Saturday, October 23, 2010

Readings and Themes for October 24, 2010

Readings for Faith Sharing
Week of October 24, 2010,
Thirtieth Sunday in Ordinary Time

Reading I Sirach 35:12-14, 16-18
The God of justice knows no favorites.

Psalm 34
"The Lord hears the cry of the poor."

Reading II 2 Timothy 4:6-8, 16-18
I have competed well, I have finished the race.

Gospel Luke 18:9-14
"O God, be merciful to me a sinner."


God knows and sees our hearts.
Today’s scriptures invite us to come before God with all honesty, admitting our sinfulness and seeking forgiveness and reconciliation.
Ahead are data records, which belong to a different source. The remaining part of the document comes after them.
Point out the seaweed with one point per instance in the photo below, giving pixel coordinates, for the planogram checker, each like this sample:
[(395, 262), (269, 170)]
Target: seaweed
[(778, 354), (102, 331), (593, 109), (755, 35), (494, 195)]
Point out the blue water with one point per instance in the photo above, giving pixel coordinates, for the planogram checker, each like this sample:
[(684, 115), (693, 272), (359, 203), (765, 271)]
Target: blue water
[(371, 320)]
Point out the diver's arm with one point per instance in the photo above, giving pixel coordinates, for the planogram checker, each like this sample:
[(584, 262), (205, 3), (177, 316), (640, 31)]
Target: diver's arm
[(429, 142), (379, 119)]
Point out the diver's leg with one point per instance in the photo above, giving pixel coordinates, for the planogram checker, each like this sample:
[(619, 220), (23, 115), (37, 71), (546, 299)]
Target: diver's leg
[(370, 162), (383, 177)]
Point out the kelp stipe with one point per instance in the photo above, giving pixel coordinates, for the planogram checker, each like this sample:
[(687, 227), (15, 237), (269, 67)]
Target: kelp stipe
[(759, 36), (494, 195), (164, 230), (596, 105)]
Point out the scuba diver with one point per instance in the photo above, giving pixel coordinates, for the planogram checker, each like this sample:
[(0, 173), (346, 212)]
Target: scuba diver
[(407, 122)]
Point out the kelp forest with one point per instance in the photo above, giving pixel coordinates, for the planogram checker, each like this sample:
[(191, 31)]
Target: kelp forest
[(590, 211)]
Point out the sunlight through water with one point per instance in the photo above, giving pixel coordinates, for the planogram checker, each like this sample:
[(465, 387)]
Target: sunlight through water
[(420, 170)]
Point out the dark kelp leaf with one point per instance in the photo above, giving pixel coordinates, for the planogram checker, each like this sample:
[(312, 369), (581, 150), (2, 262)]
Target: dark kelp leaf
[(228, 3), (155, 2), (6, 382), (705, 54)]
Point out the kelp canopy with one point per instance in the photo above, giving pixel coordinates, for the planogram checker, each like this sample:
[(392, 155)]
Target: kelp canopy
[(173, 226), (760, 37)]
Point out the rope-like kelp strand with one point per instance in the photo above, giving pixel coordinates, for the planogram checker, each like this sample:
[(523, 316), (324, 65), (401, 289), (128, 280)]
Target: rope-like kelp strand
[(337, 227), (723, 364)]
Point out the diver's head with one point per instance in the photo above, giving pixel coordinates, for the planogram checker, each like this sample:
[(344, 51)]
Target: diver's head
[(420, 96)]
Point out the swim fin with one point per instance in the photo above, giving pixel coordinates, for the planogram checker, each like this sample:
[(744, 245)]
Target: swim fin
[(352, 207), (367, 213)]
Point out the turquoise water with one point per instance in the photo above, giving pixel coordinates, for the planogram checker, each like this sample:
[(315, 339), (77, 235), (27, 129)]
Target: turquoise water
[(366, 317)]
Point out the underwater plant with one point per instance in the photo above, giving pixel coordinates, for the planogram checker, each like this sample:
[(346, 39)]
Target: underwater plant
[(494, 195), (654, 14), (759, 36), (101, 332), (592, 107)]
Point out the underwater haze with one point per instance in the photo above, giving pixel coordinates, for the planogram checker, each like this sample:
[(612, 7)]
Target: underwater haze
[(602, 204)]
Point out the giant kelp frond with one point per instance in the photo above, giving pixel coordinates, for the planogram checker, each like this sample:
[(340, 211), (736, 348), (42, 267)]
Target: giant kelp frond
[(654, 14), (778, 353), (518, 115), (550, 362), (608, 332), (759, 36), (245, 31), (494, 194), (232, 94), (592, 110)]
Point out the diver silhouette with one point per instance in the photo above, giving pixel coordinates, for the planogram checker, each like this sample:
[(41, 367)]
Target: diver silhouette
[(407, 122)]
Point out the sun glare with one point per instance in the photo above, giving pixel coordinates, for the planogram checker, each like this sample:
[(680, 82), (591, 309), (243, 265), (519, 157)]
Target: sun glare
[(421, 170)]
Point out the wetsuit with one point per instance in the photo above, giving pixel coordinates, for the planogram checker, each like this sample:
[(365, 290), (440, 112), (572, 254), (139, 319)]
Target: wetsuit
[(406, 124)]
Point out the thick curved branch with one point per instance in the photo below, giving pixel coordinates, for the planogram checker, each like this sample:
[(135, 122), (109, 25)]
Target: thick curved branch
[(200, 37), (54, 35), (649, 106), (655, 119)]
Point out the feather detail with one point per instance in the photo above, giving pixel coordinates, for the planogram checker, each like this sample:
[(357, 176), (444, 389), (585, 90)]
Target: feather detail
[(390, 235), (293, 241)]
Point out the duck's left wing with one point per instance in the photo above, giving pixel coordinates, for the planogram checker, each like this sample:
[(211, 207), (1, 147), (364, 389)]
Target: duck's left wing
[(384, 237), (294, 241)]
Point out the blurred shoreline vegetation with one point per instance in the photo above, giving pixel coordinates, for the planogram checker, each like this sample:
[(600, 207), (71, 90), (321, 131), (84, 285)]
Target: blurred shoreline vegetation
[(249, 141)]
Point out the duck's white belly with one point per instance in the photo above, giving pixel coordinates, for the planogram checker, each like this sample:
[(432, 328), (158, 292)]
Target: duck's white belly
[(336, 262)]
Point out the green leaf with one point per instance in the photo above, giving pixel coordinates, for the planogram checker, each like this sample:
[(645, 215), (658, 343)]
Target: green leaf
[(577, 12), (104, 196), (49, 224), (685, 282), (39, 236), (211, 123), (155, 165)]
The responsorial psalm reminds us that our God “hears the cry of the poor.” Let us be attentive to God’s sacred word and seek the peace that only God can give.

Questions of the week
Question for Children:
Jesus teaches us to be humble – but what does that mean?
How do you show you are humble?

Question for Youth:
God knows when we are doing things just for show, and when they come from the goodness of our heart.
When have you caught yourself doing something just to be more popular or liked?
How does it feel to do something that you know is good and just?

Question for Adults:
The Gospel reading suggests that we approach God and each other with humility.
What does this mean, in practical terms?
How do we “humble” ourselves? What does that mean?

Bulletin Bites
"O God, be merciful to me, a sinner."

Jesus tells of two very different men, a Pharisee and a tax collector. Both went to the temple to pray. Actually, the Pharisee went to the temple to brag: “O God, I thank you that I am not like the rest of humanity…”The Pharisee is probably a good man but he thanks God that he has no need of God because he believes he is a self-made man. The tax collector does not even raise his eyes to heaven. He prays, “O God, be merciful to me, a sinner”. He acknowledges his dependence on God. He stands before God with all of his flaws and faults and ask God’s forgiveness for the ways in which he has failed to be all that God created him to be. Both are stewards of all that God gave them. But it is the tax collector who understands that. It is the tax collector who asks for forgiveness. Good stewards know and admit when they have failed to be a good steward and are willing to ask their loving God to forgive them. Do we?